While electric vehicles are expected to become more common in Hawaiʻi, the cars “use either less or no fuel, they are not subject to, or pay less in, fuel taxes,” a senate committee report stated. “Fuel taxes are an important source of revenue for the Department of Transportation to fund the repair and maintenance of Hawaii’s roads. As these types of vehicles still inflict wear and tear on public roads, this measure ensures that all vehicle owners share responsibility and contribute to the upkeep of Hawaii’s highway infrastructure.”
From the senate floor, Ruderman said Hawaiʻi has a “special role to play in the establishment of electric vehicles, because we have shorter distances to drive, we have solar all year that we can charge our cars or get electricity to the grid without fossil fuels, we’re the richest state in the richest country.”
“But now, we’re going to put the brakes on supporting the transition, now that we have 2.5 percent of our cars are electric vehicles and almost four percent are hybrids. We’re gonna put the brakes because road fees are more important than climate change?” Ruderman asked.

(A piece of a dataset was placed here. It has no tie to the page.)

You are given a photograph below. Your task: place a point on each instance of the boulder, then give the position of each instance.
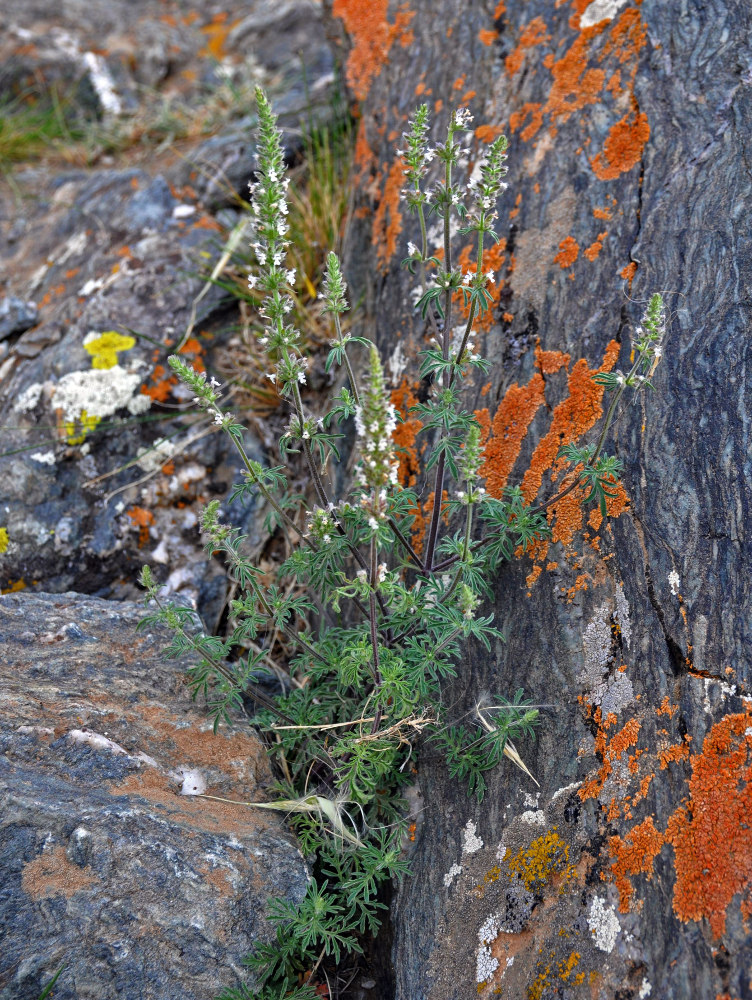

“It’s been said that electric vehicles need to pay their fair share because they’re so heavy and they do damage to the roads,” Ruderman continued. “An electric vehicle is lighter than the average SUV. It’s much lighter than an empty pickup truck. Road damage has an exponential relationship to the weight of a vehicle. 90% percent of the damage to roads comes from the heaviest truck that goes down that day. 9% percent comes from the second heaviest vehicle that goes down it, and 1% percent comes from all the other vehicles put together. It’s not a good reason to do this.”

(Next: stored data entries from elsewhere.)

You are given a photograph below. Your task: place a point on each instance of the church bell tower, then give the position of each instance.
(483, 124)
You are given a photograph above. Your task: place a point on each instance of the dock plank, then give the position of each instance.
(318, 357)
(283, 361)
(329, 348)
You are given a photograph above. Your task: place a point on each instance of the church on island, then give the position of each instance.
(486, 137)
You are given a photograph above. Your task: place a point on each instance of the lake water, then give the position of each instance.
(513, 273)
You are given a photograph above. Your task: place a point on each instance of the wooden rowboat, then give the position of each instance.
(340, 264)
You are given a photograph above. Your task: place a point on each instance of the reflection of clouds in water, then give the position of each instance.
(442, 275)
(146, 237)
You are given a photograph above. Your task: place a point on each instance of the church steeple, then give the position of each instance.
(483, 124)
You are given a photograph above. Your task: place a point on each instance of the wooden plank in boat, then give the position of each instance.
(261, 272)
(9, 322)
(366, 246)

“This is not about my car,” Ruderman admitted. “I have an electric vehicle, yes. I’ve also got a pickup truck on the Big Island. I’m gonna buy another electric vehicle anyway, even if you’re penalizing me for it.”
Ruderman said that last year he bought his second Nissan Leaf. “You might say I turned over a new Leaf,” the senator joked.
“I realize that most of you folks today are not gonna change your vote based on what I say today, but I’m asking you that next time we’re faced with the decision whether to take action on the greatest crisis facing our generation, or not, that you turn over a new leaf and prioritize climate change as a matter of public policy,” Ruderman said.
Another senator from Hawaiʻi Island, Lorraine Inouye, spoke in support of the measure.
“I agree that we are changing our method of transportation throughout the state,” stated Sen. Inouye, who said she drives a gas car. “However, the increase in $15 dollars, I believe, is not too much of an increase considering the cost of the car.”
“Our roads need to be fixed and I believe our vehicles, our hybrids, must pay their fair share,” Inouye said.
SB 409 passed third reading with Senators Ruderman and Donna Mercado Kim voting against the bill. It now goes to the Hawaiʻi State House.